“Ah! Essa falsa cultura...”
O título, tomo-o por empréstimo de Millôr Fernandes, o “escritor sem estilo”, no dizer dele mesmo.
É comum ouvirmos excrescências por aí afora. É que nós, pessoas comuns, temos a mania de dizer coisas que pensamos ser verdadeiras ou corretas até nos darmos conta de que a informação nos chegou por partes mínimas, ou tendenciosas. Mas os que detêm o poder de falar, a um só tempo, para milhões de pessoas, em som ou em palavras escritas, estes têm que se dar conta de que alguns cuidados são indispensáveis.
Achei, na Internet, uma página em que o escritor José J. Veiga (goiano de Corumbá de Goiás) era dado como nascido em Mato Grosso do Sul. Pois bem: Corumbá, a de MS, é mais conhecida, é referência histórica. Mas a nossa Corumbá de Goiás, pequenina e prosaica, bonita feito um presépio, tem importância literária: é berço de dois dos maiores contistas brasileiros: o próprio Veiga e Bernardo Elis. Cuidei rapidamente de informar, pedindo correção. Esse errinho é corriqueiro quando se trata de cidades homônimas em Estados diferentes.
Outro dia, num famoso programa de tevê, confirmei o que já sabia: nem sempre a fama equivale ao conhecimento. Numa só entrevista, festejada profissional da comunicação chamou o Código Penal de Constituição; logo depois, disse que a Guerra de Sucessão deu a Independência aos Estados Unidos (o nome certo é Guerra de Secessão); e, antes de fechar cinco minutos, a dona falou que alguns políticos agem em função de “interesses escuros” (ela queria dizer “escusos”).
Nada a estranhar: não há muitos dias, aquela senhora, embarcada num dos maiores transatlânticos da atualidade, não soube dizer que o “volante” dos antigos navios se chamava “timão”. E, noutra vez, disse que os jovens gaúchos, no passado “dançavam o minuano”. Ora: minuano é um vento forte que vem da Antártica, e não uma dança (minueto)...
Tive ocasião de comentar com outras pessoas que viram e ouviram essas aberrações.
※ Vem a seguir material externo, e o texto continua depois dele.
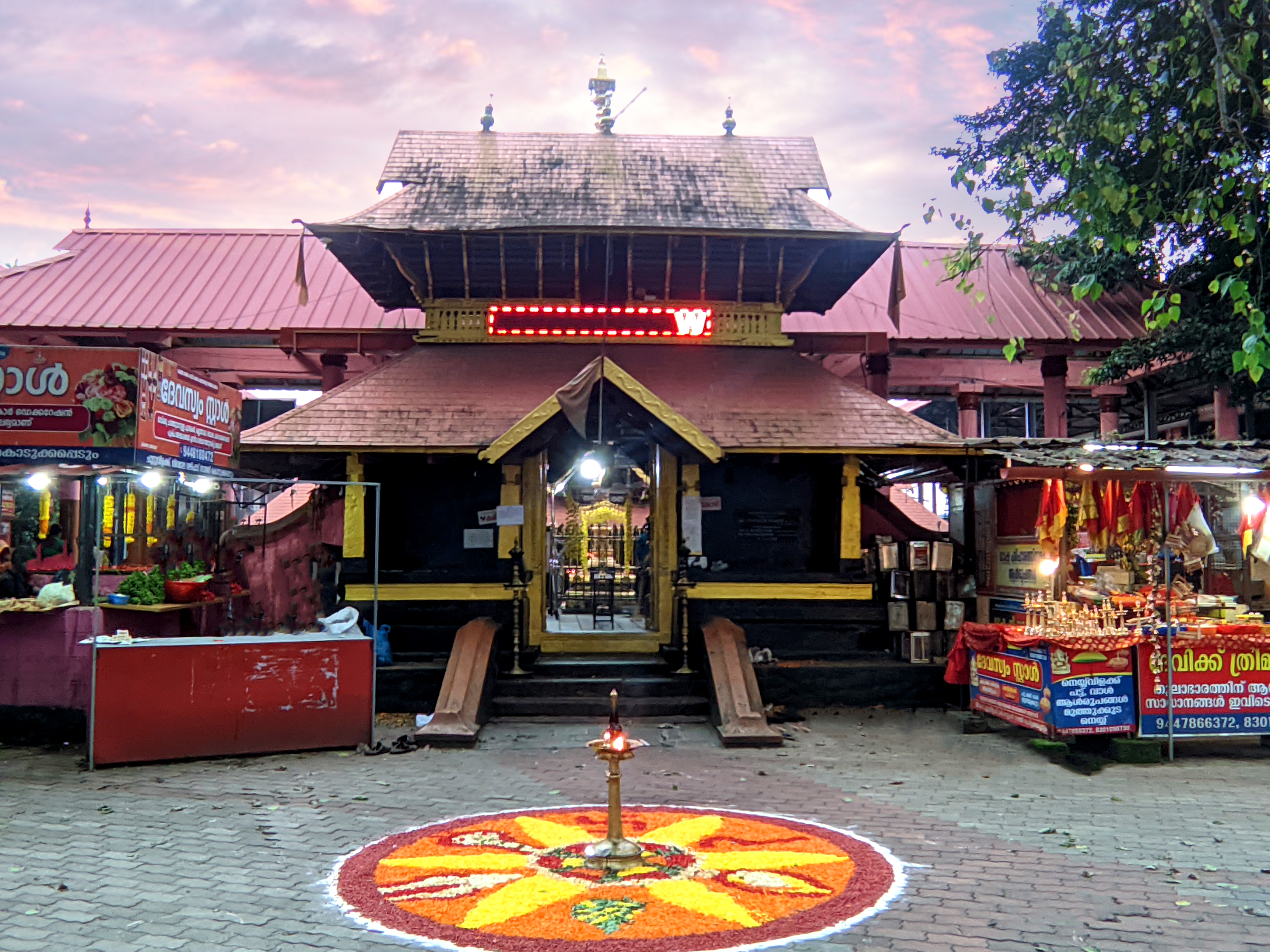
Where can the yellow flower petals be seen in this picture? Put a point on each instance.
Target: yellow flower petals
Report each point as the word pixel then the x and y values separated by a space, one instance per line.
pixel 768 860
pixel 478 861
pixel 553 835
pixel 520 898
pixel 763 879
pixel 698 898
pixel 684 833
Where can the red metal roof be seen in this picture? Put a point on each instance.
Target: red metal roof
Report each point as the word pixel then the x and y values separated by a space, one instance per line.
pixel 188 281
pixel 935 310
pixel 468 395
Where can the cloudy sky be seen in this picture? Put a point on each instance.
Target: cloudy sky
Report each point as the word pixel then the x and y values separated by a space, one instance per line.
pixel 169 114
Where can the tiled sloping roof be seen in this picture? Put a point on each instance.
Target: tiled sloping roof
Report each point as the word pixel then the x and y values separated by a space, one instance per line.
pixel 468 395
pixel 487 181
pixel 189 281
pixel 1131 453
pixel 934 309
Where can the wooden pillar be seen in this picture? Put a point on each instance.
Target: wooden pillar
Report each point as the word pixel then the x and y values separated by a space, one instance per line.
pixel 878 375
pixel 968 414
pixel 1110 400
pixel 849 527
pixel 691 481
pixel 1226 417
pixel 1053 376
pixel 534 495
pixel 666 539
pixel 355 509
pixel 510 494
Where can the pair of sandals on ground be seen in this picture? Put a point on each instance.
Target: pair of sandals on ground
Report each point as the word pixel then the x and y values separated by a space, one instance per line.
pixel 402 746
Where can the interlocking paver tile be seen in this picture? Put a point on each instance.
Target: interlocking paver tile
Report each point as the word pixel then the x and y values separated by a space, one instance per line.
pixel 1009 852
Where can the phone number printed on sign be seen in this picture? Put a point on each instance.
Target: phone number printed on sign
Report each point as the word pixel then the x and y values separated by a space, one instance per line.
pixel 1217 690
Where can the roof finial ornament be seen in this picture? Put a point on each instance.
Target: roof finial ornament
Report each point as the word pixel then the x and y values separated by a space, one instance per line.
pixel 602 97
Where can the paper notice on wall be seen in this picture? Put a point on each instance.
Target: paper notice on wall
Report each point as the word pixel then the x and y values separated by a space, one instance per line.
pixel 691 523
pixel 510 516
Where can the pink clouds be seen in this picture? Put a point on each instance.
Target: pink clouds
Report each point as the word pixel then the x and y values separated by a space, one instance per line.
pixel 242 112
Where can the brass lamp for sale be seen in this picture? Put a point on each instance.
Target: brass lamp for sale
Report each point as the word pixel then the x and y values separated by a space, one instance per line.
pixel 615 852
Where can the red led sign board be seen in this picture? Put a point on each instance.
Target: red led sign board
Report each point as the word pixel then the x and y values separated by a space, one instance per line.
pixel 630 322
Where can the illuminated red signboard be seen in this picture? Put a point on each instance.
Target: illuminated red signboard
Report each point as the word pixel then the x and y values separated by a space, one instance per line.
pixel 628 322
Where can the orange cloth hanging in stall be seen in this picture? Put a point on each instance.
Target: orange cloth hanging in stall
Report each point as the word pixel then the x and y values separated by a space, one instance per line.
pixel 1052 518
pixel 1182 500
pixel 1116 513
pixel 1146 511
pixel 1089 518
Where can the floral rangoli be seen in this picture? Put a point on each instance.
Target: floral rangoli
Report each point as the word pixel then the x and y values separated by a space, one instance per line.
pixel 707 880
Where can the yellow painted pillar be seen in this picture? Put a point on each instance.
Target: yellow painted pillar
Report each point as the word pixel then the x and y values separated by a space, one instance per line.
pixel 666 539
pixel 510 495
pixel 355 509
pixel 534 485
pixel 849 537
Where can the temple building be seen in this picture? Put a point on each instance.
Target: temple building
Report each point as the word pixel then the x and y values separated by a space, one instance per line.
pixel 602 395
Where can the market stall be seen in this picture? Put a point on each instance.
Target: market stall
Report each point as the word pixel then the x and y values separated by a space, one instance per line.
pixel 119 495
pixel 172 698
pixel 1140 584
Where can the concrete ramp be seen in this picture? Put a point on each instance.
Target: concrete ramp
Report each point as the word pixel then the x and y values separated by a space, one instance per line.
pixel 464 702
pixel 742 721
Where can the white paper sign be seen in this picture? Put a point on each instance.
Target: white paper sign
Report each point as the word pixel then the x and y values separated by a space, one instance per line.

Há quem diga que o problema é de audição, pois os apresentadores de tevê usam um minúsculo ponto eletrônico, e o diretor costuma soprar sugestões que, nem sempre, o apresentador entende; mas à má audição daquela senhora temos de associar uma total ignorância. Mas os ganhos em pecúnia lhe chegam a milhões, pois, pelo visto, basta uma cara bonita e a coragem de se mostrar sem constrangimentos, pondo a nu o pouco aproveitamento das escolas e a falta de intimidade com os livros. E, na mesma roda de comentários, alguém não resistiu e comparou-a a jogadores de futebol. Mas estes, para ganharem muito dinheiro, têm de ter talento e competência profissional.
E então, pensando no futuro, observo crianças. Vejo alguns meninos e meninas em altos vôos, dominando palavras e textos, falando em ciências e informações gerais; e vejo outros, orgulhosamente exibindo boletins cheios de notas altas e conceitos na classe A, mas seus cadernos mostram coisas absurdas, como um total desconhecimento de ortografia. Escrevem “serveja” ou referem-se à “cenha”. Imagino quando tiverem de escrever tóxico, executar e enxame, com a letra X variando em três sons distintos.
As escolas fingem que ensinam; os pais deixam tudo por conta da escola. Descobri, há décadas, que o ambiente doméstico é, de fato, o berço de conhecimentos e hábitos, forjam o indivíduo na qualidade de madeira de lei; a escola age como ferramentas que aprimoram a forma, lixam e dão brilho.
Encerro como comecei, recordando Millôr Fernandes: “É inegável que a leitura melhora fundamentalmente o ser humano. Desde que, claro, ele seja alfabetizado. Já a televisão piora até o analfabeto”.